FPI / February 20, 2020
Post-Brexit Great Britain plans to close its borders to those who can’t speak English and to unskilled workers, reports say.
The move is part of the administration of Prime Minister Boris Johnson’s overhaul of immigration laws aimed at ending the era of cheap EU labor in the UK’s factories, warehouses, hotels and restaurants, the Guardian reported on Tuesday.
UK officials say they are delivering on the Brexit electorate’s demands on immigration.
The government released a 10-page briefing on new immigration policy, which includes:
• UK borders will be closed to non-skilled workers – and all migrants will have to speak English.
• Anyone wanting to come to the UK to work must have a job offer with a salary threshold of £25,600 – though a salary “floor” of £20,480 will be acceptable in special cases where there might be a skills shortage, such as in nursing.
• There will be no route for self-employed people coming into the UK, spelling the end to, for example, Polish plumbers or Romanian builders arriving without a job.
• Border control will no longer accept ID cards from countries such as France and Italy. This, it is understood, is an attempt to clamp down on non-EU workers beating the system with forged or stolen ID cards.
• The skills threshold for foreign nationals wanting to work in the UK will be lowered from degree to A-levels or their equivalent. The cap on the numbers of skilled workers is being scrapped – and a small number of highly skilled workers will be allowed to come in without a job.

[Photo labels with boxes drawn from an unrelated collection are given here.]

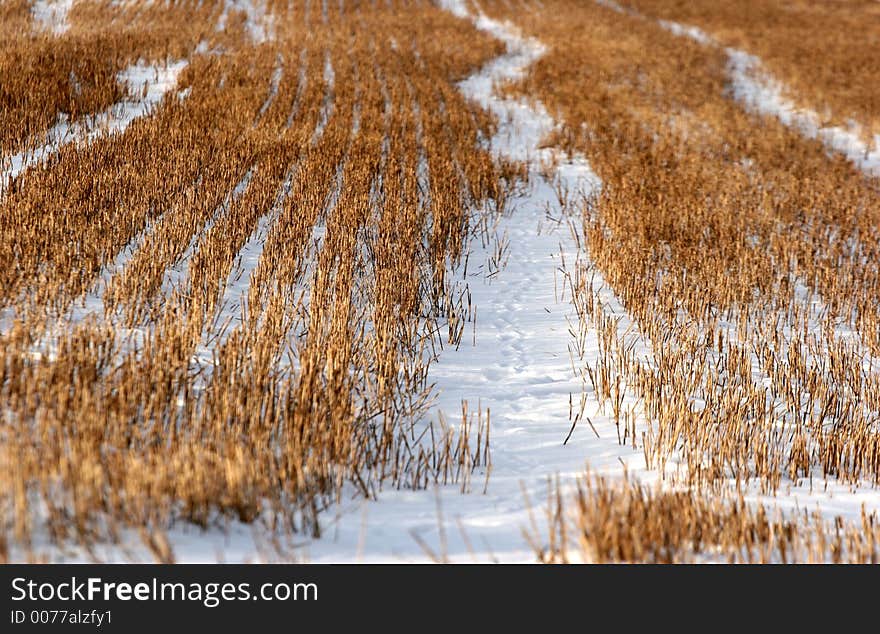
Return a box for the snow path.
[31,0,74,37]
[0,60,187,194]
[303,0,644,562]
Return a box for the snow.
[0,60,187,193]
[303,1,644,562]
[31,0,73,36]
[217,0,275,44]
[658,20,880,176]
[726,48,880,176]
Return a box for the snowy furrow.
[307,0,648,561]
[31,0,73,37]
[658,20,880,176]
[0,60,187,193]
[217,0,275,44]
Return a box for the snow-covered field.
[0,0,880,562]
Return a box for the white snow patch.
[0,60,187,193]
[658,20,880,176]
[725,48,880,176]
[31,0,73,36]
[307,0,656,561]
[217,0,275,44]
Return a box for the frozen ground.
[31,0,73,36]
[10,0,880,562]
[0,60,187,194]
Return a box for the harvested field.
[0,0,880,562]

• The right of artists, entertainers, sports people and musicians to enter for performances, competitions and auditions will be retained.
With its 80-strong majority, the Johnson government’s immigration policy is expected to ease through parliament in the coming months.
“UK businesses will need to adapt and adjust to the end of free movement, and we will not seek to recreate the outcomes from free movement within the points-based system,” said the government in a briefing paper.
It also said that employers would have to work harder to recruit and retain British staff.
“It is important that employers move away from a reliance on the UK’s immigration system and as alternative to investment in staff retention, productivity, and wider investment in technology and automation,” the briefing paper added.